Çay masası çay ve kurabiyelerle doluydu. İçebilir miyim? Amelia yanlış bir şey yapmış olabilir ama İmparatoriçe yanlış bir şey yapmış olabilir. Hadi içiyormuş gibi yapalım.'

Canna çay fincanını aldı ve bir yudum alıyormuş gibi yapıp yere bıraktı.

"Canna çok meşgul olmalı. Birkaç kez davetiye gönderdim ama hiç yanıt vermedim."

Amelia üzgün bir şekilde homurdanırken Canna beceriksizce güldü.

'Üzgünüm. Ben biraz ···”

'Biraz mı?”

"Şey, meşguldüm. Şu ya da bu yüzden."

"Ah, özür dilerim. Fazla düşünmedim.



"Çok şey olduğunu biliyorum ama farkına varmadan şikayet etmeye başladım. Üstelik çok da uzun zaman önce..."

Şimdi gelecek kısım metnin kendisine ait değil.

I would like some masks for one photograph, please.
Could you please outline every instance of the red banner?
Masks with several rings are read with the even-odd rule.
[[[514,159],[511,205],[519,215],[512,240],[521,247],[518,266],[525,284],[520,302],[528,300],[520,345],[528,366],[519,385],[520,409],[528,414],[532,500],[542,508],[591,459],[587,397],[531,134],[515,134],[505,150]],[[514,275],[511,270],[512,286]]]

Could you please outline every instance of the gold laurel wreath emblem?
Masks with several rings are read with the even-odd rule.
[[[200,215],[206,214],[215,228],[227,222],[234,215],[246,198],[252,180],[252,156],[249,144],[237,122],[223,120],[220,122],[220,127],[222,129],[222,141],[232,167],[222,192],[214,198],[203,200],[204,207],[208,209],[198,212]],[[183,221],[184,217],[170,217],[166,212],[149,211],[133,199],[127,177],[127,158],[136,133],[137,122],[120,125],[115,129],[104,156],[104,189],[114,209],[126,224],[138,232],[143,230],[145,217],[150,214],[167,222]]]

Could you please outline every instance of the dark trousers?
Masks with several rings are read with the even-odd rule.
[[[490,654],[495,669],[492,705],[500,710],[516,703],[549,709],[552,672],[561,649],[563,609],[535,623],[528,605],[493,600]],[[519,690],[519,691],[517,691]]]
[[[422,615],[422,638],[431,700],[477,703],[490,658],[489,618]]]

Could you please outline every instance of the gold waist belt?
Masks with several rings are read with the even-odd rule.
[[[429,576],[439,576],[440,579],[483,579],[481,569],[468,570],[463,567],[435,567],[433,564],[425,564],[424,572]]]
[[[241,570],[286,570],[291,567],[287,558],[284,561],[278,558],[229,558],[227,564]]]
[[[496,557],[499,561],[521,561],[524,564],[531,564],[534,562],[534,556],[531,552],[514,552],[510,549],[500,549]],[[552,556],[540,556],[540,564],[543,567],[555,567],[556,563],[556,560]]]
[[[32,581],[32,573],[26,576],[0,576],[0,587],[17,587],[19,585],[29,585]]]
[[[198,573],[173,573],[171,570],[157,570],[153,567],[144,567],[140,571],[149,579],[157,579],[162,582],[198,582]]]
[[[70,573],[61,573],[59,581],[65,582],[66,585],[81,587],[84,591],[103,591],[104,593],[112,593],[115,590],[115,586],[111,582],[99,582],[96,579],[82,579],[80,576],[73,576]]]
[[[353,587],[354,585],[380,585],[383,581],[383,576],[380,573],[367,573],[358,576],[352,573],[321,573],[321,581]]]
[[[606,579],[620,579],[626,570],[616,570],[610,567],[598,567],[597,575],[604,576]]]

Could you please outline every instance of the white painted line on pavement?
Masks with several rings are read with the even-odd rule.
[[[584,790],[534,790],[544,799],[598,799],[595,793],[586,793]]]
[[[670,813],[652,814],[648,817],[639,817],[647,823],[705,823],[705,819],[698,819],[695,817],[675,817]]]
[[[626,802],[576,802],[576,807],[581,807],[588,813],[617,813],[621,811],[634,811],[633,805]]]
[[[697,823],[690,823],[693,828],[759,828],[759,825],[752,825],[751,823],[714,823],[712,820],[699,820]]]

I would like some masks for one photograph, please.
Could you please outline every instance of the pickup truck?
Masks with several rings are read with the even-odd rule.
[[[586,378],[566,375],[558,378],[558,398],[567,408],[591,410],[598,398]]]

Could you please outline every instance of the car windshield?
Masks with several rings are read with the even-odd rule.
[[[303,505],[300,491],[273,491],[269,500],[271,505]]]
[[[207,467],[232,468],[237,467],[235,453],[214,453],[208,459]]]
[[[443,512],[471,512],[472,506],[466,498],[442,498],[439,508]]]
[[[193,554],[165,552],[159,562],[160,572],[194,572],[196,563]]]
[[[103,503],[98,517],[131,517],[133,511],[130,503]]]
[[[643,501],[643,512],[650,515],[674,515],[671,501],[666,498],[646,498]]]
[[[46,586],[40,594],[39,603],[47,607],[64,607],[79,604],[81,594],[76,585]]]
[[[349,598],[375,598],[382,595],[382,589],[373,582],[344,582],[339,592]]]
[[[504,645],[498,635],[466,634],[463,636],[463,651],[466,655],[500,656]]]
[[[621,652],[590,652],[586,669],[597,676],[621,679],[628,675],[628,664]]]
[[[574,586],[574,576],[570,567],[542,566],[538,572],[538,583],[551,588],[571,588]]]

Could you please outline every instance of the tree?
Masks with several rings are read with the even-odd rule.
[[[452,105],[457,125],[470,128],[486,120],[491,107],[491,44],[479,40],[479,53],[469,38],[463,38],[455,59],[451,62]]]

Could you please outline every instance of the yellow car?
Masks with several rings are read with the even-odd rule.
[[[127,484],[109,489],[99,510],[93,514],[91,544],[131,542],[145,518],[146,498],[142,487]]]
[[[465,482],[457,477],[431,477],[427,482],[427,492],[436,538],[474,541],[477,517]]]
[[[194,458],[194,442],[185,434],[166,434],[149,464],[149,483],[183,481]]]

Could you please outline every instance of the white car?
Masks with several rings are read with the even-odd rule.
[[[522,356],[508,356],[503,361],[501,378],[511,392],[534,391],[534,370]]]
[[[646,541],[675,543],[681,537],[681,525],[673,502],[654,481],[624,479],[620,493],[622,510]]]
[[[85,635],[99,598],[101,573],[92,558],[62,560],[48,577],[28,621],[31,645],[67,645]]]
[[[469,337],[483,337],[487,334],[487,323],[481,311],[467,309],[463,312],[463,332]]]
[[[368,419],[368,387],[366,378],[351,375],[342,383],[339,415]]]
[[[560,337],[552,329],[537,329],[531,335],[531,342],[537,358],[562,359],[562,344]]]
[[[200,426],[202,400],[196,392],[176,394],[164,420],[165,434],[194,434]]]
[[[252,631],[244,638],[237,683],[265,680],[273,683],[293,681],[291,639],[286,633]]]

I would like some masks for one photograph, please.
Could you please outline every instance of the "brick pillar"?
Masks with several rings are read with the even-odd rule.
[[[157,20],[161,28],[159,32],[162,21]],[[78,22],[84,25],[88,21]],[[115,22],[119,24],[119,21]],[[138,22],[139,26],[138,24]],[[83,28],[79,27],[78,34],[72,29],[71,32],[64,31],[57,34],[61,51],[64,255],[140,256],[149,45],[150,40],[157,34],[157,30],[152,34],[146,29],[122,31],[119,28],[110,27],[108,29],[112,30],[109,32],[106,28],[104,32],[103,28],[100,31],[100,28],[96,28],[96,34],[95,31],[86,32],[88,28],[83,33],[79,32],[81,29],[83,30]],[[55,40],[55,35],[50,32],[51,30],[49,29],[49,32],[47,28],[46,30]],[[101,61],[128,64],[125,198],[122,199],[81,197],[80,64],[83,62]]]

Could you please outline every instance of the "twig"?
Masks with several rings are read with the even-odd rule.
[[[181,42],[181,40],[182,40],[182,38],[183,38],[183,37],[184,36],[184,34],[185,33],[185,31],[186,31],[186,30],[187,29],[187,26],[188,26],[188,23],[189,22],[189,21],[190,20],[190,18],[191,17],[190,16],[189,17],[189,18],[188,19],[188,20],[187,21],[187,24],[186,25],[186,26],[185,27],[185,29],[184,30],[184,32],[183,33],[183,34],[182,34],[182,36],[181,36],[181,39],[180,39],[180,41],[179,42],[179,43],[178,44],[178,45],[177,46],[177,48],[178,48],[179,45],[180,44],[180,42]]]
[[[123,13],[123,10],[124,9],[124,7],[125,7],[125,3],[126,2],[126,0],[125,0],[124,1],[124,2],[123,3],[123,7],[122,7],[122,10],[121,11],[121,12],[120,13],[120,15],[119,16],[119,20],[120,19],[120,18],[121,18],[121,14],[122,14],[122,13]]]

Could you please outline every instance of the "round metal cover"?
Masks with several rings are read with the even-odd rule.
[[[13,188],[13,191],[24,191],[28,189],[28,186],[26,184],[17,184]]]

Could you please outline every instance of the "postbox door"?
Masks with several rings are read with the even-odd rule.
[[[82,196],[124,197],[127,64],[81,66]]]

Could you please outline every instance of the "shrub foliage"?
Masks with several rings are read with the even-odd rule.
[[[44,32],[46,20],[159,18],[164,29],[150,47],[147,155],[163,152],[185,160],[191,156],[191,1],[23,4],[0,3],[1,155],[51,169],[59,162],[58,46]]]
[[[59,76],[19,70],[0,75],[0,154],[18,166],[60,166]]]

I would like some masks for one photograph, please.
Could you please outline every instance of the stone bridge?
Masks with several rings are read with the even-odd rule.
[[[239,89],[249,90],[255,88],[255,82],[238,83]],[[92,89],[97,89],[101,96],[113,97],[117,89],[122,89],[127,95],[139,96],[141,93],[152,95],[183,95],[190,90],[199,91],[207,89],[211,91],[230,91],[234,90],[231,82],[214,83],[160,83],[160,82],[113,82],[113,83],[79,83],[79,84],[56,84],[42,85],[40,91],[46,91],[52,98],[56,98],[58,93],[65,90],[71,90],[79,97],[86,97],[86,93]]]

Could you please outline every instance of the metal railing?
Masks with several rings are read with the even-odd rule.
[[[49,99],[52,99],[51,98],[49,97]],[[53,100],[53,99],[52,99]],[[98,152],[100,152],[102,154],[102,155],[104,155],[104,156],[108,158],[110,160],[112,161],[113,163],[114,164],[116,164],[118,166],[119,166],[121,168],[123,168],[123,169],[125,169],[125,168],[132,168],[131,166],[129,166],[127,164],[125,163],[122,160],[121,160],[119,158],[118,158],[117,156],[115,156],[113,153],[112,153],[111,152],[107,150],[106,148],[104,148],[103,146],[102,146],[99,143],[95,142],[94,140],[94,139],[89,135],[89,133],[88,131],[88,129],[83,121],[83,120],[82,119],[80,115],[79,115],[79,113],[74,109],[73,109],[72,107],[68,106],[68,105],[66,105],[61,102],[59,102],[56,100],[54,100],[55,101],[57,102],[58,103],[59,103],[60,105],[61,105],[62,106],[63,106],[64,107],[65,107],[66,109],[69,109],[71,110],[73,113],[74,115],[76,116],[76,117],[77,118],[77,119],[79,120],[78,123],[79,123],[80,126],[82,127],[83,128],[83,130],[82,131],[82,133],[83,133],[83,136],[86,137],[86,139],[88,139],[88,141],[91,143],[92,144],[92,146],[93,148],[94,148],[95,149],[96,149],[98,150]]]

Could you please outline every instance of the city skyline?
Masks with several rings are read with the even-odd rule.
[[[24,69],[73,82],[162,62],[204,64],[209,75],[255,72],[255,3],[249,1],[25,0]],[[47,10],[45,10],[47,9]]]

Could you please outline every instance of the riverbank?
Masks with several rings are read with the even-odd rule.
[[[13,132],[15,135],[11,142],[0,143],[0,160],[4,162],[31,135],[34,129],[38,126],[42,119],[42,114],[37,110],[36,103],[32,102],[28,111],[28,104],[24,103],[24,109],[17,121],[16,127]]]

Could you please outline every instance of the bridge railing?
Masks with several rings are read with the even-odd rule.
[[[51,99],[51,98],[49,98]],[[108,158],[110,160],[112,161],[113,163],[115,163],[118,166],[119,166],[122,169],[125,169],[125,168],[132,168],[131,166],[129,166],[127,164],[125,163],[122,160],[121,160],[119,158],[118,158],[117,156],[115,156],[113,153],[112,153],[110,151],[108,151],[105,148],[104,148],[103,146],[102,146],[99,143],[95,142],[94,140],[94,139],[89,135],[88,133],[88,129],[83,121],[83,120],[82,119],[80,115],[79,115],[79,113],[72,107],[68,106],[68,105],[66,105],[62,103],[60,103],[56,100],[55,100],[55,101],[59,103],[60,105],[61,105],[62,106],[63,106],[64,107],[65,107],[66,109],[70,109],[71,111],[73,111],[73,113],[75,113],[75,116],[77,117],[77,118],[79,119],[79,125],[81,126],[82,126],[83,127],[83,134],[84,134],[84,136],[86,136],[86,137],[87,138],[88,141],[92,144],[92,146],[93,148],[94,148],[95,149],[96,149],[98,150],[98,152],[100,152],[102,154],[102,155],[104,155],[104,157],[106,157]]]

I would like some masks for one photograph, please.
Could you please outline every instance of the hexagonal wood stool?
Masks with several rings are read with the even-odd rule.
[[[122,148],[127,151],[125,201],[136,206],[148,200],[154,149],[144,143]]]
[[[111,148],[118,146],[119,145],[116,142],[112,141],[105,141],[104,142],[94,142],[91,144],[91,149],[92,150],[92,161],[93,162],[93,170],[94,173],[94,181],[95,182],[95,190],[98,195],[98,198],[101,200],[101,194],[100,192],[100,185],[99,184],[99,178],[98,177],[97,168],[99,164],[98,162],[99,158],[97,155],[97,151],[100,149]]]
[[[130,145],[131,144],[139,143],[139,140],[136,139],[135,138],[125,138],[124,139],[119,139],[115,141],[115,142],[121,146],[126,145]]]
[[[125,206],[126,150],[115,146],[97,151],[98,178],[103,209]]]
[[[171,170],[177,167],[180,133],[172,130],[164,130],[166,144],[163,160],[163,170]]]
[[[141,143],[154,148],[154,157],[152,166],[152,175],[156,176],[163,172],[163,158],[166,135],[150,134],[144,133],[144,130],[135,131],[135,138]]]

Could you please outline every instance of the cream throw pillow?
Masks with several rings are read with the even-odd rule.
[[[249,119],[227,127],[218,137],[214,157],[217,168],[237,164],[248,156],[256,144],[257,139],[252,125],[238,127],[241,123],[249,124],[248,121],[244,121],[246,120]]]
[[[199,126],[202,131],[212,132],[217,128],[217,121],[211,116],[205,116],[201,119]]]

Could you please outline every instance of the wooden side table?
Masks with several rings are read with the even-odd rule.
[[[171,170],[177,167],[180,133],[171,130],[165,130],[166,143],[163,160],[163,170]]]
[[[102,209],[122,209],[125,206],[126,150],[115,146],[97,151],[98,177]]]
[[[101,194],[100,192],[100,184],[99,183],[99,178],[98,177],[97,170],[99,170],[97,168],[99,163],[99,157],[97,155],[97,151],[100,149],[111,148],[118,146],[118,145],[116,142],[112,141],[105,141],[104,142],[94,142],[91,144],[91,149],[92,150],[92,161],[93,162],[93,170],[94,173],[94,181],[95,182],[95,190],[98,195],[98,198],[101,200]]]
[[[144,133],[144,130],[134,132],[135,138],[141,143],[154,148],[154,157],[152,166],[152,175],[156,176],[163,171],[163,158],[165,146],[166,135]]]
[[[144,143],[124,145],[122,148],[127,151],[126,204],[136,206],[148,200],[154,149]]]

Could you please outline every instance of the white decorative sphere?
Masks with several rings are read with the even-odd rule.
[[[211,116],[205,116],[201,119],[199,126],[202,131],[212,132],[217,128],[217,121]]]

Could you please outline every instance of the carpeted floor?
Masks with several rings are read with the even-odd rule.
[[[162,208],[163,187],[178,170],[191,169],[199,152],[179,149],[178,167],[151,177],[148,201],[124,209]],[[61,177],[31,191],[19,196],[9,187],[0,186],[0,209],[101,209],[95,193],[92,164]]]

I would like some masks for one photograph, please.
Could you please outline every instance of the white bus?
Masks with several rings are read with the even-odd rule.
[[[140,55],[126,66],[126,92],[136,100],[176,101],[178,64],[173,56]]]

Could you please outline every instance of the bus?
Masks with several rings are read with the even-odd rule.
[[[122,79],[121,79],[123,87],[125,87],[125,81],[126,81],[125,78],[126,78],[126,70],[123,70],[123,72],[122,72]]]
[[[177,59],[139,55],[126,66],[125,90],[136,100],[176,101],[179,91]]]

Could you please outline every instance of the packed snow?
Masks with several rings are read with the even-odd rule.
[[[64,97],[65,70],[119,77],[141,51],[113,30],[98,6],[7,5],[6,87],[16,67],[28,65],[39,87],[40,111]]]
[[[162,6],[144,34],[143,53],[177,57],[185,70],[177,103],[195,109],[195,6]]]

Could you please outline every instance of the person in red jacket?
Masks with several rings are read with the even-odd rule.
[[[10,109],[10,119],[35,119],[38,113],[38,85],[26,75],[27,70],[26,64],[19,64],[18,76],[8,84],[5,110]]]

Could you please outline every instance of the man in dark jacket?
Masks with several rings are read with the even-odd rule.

Amelia dikkatlice devam etti:

"Haydutlarla karşılaştığınızı duydum. Her şey yolunda mı?"

İçeride neler olduğunu bilmeyen Amelia'nın gözleri o kadar masum görünüyordu ki.

"İlginiz için teşekkür ederim. Ben iyiyim."

"Bu içimi rahatlattı. Biliyor musun Kanna, aslında seninle bir şey hakkında konuşmam gerekiyor."

Sonunda İmparatoriçe'nin ilacını isteyecek misin?

Canna neye hayır diyeceğini seçerek başını salladı.

"Evet, bu ne?"

"Sanırım annem yakında benimle evlenecek."

Evlilik mi? İlaç değil mi?

"Dük Silvien Valentino ile yeniden evlenmek istiyordu. Tabii ki Dük bunu reddetti.



'Evet, aslında eğer evlenirsem Yalden Krallığı'nın kraliyet ailesine katılmak isterim.'

Biraz da olsa Canna'nın yüzünde kayıtsız bir ifade vardı.

"Dürüst olmak gerekirse son yıllarda Asslan İmparatorluğu kadar büyüdün değil mi? Elbette İmparatorluk halkı bunu kabul etmek istemiyor."

"Gerçekten mi? Bu tür şeyler hakkında pek bir şey bilmiyorum..."

Son zamanlarda Kanna, Yalden kitaplarını karıştırırken ders çalışıyormuş gibi yaptı:

"Yalden muhteşem bir ülke. Duyduğuma göre halk ile aristokratın eğitim politikası aynı. İmparatorlukta bu düşünülemez."

'Gerçekten mi?' Bilmiyordum."

"Biliyorsunuz artık kontrol Kraliçe'de. Sağ? Kadınların taht üzerinde eşit haklara sahip olduğunu söylüyorlar. Bu aynı zamanda İmparatorluk için de düşünülemez."

Amelia'nın ifadesi tuhaf bir alaycılıkla doluydu. Belki de ülkesini pek sevmiyormuş gibi görünüyordu.

'Hagiya, Amelia'nın hayatı pürüzsüz değildi, bu anlaşılabilir bir durum.' Ama parlak Amelia yine parlak bir şekilde gülümsedi.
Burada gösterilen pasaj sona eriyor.